A Simple Example of Principal Component Analysis (PCA)

Resource Overview

A straightforward MATLAB implementation of Principal Component Analysis (PCA) tailored for beginners, featuring step-by-step code demonstrations and result interpretation guidelines.

Detailed Documentation

This documentation provides a beginner-friendly MATLAB example of Principal Component Analysis (PCA) - a fundamental dimensionality reduction and data visualization technique. The implementation demonstrates how to apply PCA to multivariate datasets and interpret the analytical outcomes using MATLAB's built-in functions. First, we import the dataset and perform essential preprocessing steps. For this example, we utilize a housing dataset containing variables such as price, area, number of bedrooms, and number of bathrooms. Data standardization is implemented using MATLAB's zscore function to ensure equal weighting of all variables, calculated as (data - mean(data)) / std(data).

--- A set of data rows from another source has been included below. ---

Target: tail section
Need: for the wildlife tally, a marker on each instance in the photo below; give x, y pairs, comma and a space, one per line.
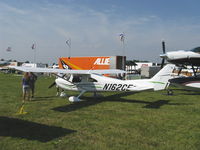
160, 80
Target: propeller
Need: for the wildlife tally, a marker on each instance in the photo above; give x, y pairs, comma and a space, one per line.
163, 48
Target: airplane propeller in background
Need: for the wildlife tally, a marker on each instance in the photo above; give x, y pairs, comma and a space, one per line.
164, 52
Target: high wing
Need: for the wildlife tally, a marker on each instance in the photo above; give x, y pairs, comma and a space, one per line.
65, 71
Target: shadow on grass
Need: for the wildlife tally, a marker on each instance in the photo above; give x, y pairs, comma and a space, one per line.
30, 130
43, 98
114, 98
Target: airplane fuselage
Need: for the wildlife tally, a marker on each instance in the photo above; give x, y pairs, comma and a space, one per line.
192, 83
103, 83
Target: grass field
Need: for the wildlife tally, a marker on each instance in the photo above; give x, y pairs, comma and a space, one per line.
140, 121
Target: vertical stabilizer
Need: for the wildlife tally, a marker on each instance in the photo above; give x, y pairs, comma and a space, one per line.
160, 80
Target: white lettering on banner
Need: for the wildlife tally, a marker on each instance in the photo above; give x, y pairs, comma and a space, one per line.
102, 61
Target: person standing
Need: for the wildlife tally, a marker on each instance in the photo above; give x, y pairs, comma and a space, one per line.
33, 78
26, 86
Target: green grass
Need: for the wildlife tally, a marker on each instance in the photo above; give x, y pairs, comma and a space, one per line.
140, 121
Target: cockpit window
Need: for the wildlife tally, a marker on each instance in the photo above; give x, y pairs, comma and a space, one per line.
76, 79
92, 80
197, 50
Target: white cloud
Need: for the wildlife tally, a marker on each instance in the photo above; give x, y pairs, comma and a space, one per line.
92, 32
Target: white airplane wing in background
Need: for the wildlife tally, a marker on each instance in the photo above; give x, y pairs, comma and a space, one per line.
65, 71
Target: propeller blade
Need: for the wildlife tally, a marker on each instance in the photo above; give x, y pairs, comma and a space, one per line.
163, 60
53, 84
162, 64
163, 47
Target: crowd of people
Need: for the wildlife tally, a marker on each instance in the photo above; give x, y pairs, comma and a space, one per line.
28, 85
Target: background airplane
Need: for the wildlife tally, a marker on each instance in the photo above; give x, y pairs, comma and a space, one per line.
184, 58
94, 81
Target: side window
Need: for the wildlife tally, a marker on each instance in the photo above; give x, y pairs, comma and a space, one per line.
76, 79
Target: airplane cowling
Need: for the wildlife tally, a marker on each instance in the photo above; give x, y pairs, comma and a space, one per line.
74, 99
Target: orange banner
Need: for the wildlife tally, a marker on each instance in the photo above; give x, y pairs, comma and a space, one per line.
84, 63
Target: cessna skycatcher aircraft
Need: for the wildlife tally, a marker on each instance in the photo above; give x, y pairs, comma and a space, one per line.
94, 81
184, 58
4, 63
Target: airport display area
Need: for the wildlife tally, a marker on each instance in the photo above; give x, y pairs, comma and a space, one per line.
99, 75
147, 120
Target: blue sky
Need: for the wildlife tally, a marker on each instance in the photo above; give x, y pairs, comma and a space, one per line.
94, 27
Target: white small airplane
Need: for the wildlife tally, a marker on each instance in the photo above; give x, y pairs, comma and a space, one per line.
183, 57
94, 81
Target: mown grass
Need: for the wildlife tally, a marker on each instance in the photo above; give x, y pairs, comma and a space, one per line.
140, 121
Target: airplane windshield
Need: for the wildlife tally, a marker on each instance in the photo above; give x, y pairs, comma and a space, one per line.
197, 50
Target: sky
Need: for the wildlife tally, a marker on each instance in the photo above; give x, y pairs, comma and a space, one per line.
94, 27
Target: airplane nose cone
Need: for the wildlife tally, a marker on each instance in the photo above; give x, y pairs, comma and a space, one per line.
163, 55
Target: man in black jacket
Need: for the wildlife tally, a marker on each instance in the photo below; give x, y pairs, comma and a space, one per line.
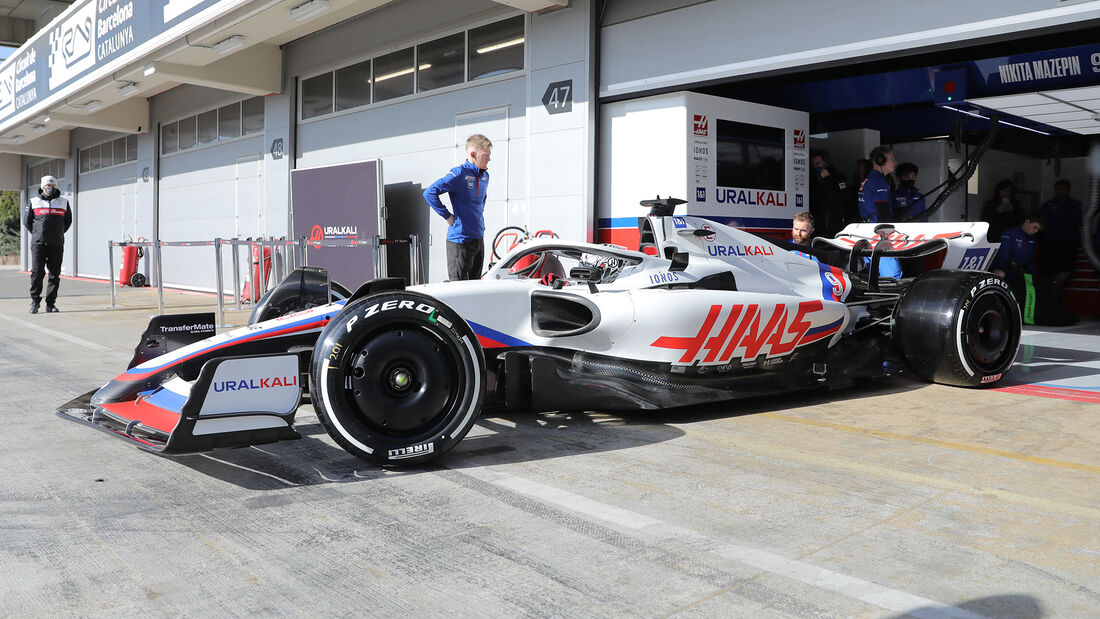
829, 194
48, 217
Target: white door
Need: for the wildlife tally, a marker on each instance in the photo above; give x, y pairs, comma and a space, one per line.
249, 216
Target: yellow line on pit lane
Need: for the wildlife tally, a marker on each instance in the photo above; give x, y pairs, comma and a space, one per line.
948, 444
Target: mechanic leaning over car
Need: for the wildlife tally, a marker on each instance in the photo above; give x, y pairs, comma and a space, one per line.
466, 186
47, 219
875, 201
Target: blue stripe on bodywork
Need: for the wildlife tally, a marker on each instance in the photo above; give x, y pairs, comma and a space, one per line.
496, 335
829, 327
166, 399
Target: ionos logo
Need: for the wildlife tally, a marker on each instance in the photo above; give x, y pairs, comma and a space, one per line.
700, 123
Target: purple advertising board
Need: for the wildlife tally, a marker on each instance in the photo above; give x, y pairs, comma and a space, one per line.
339, 202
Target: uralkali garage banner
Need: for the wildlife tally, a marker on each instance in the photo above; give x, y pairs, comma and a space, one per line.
87, 35
736, 163
340, 203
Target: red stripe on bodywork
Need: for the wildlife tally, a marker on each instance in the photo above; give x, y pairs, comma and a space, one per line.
149, 415
138, 376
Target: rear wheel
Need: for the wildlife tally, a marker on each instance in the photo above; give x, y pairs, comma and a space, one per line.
958, 327
397, 378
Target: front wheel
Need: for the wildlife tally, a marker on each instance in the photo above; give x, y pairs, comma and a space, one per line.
958, 327
397, 378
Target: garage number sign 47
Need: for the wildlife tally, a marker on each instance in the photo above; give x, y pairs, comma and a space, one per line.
558, 99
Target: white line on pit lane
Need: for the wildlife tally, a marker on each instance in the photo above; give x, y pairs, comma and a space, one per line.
827, 579
58, 334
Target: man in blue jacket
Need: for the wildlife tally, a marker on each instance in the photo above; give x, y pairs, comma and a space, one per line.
875, 191
466, 186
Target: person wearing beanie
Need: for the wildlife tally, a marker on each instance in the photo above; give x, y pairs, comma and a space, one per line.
47, 219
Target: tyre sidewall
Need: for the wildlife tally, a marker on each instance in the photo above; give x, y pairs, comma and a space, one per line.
930, 327
344, 336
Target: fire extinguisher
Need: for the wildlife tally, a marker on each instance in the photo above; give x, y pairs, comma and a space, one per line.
128, 271
261, 255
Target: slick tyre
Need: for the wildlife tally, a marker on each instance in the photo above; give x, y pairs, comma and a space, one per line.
958, 327
397, 378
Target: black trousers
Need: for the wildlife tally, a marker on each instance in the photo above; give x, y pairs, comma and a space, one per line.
464, 260
45, 257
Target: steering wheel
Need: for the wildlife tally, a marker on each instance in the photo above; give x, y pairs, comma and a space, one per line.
506, 239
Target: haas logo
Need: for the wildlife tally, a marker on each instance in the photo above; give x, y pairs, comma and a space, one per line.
699, 121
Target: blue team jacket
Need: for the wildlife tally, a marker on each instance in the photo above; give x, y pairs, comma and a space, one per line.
1016, 246
466, 186
873, 194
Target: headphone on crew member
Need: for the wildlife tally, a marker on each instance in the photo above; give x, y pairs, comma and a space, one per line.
879, 155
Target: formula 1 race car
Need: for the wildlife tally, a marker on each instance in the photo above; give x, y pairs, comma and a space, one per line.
703, 312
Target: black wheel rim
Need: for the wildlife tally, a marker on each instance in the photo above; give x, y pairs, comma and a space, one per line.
989, 332
403, 380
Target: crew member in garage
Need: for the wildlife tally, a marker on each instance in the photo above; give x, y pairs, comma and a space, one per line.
875, 191
1015, 263
828, 194
47, 219
908, 201
802, 233
466, 186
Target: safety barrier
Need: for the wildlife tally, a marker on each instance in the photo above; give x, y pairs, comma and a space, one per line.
285, 255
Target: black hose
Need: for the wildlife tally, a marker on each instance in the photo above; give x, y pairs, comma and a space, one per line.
955, 180
1090, 217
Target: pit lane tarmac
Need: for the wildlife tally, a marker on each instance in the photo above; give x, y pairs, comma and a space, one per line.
893, 498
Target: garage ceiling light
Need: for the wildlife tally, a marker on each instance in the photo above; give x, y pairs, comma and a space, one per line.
496, 46
227, 45
303, 12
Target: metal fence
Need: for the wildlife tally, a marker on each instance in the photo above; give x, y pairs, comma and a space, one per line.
285, 255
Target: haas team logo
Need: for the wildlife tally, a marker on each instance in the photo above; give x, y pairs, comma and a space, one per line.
700, 124
800, 139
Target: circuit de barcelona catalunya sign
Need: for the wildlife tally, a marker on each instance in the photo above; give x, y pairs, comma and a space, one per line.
87, 35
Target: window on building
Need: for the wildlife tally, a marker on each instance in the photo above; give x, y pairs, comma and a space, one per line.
353, 86
169, 137
187, 133
317, 96
496, 48
252, 115
119, 146
440, 63
393, 75
229, 121
208, 128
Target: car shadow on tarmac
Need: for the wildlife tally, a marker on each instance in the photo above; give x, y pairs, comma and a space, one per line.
499, 438
1010, 605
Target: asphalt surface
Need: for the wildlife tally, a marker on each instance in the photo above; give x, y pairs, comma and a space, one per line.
893, 498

This critical preprocessing step prevents variables with larger scales from disproportionately influencing the PCA results. Next, we perform PCA using MATLAB's pca function, which computes the covariance matrix and identifies linear combinations of variables that capture maximum variance. The algorithm sequentially determines principal components through eigenvalue decomposition of the covariance matrix, where each component represents an orthogonal direction of maximum variance. The pca function returns three key outputs: component coefficients (loadings), transformed data (scores), and variance explained by each component. Finally, we interpret the principal components by analyzing the loading vectors to understand variable contributions, and visualize results using MATLAB's plotting functions like scatter3 and biplot. The first component typically represents the most significant data pattern, while subsequent components capture residual variance. Visualization techniques help reveal relationships between variables and identify potential clusters or outliers in the data. This example provides a practical foundation for understanding PCA implementation in MATLAB, demonstrating complete workflow from data preparation to result interpretation. The code structure follows best practices for reproducible research and can be adapted for various multidimensional datasets.